Posted on : 2013-09-25 15:34 KST Modified on : 2019-10-19 20:29 KST
At recent summit in Russia, member states agree to exchange information on tax evasion to increase tax revenue

By Kwon Eun-jung, staff reporter

As early as 2016, the South Korean government may be laying claim to taxes on overseas earnings kept in major offshore tax havens such as the Virgin Islands and Cayman Islands.

A decision was reached at the recent G20 Summit in Russia to exchange information on foreign earnings, including those in tax havens that are US and UK territories.

“At the G20 Summit in Moscow on Sept. 6, the member states decided to honor their offshore tax evasion prevention agreement by setting up a system for tax information exchange by 2014 and putting it into effect by 2016,” said a source in the Ministry of Strategy and Finance tax office on Sept. 24, on condition of anonymity.

The information would cover not only the 20 member states of the G20, but also bank accounts in major UK and US territories serving as tax havens, including the Virgin Islands, the Cayman Islands, and Bermuda.

During the summit, some countries - particularly the UK - objected to the exchanges on the grounds of privacy protection. But those in favor reportedly won the day by stressing the importance of tax haven taxation as a way of combating the ongoing financial crisis.

“Most of the countries present at the summit agreed on exchanging bank information as a way of beefing up oversight and monitoring ‘mobile income’ that goes where tax rates are lowest around the world,” said a Ministry of Strategy and Finance source.

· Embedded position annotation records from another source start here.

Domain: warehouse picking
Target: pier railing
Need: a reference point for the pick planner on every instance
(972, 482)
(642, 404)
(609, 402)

The term “mobile income” refers to patent fees, dividends, and interest incurred through the use of products and services overseas. Consisting mainly of cash assets, it is often transferred to shell companies in areas with low or no taxes to avoid taxation at home. The adoption of this method by individuals and businesses large and small has been pointed to as one of the main reasons tax revenues around the world have dropped.

The G20 governments are now planning discussions on what kind of information to exchange and when, with a target date of 2016.

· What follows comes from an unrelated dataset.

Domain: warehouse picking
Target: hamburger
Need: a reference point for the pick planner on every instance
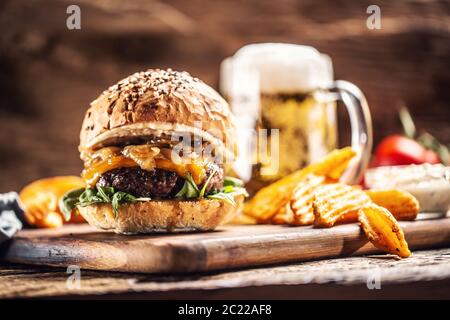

In South Korea’s case, the 2013 tax plan includes regulations that would allow for corporate and individual taxation if information about income and assets in tax havens is obtained through these exchanges. This includes a plan for “controlled foreign corporation retained income cumulative taxation,” where income concealed in a country with low or no taxes would be regarded as dividends and subject to the appropriate income or corporate taxes.

To date, interest and divided income in tax haven shell companies has only been taxed when it has exceeded 50% of total revenue. The new tax plan would allow for taxation even when the number is less than 50%.

The government expects the overseas account information to substantially boost the collection of corporate and individual mobile income and taxes evaded through offshore havens. Historically, income from overseas has been effectively untraceable when it remained abroad without coming into South Korea.

The National Tax Service first launched a major investigation into offshore tax evasion in 2009. A total of 180.1 billion won (US$167.5 million) was collected that year. In 2011, the number jumped all the way to 963.7 billion won ($896.2 million), but it dropped the following year to 825.8 billion won (US$768 million).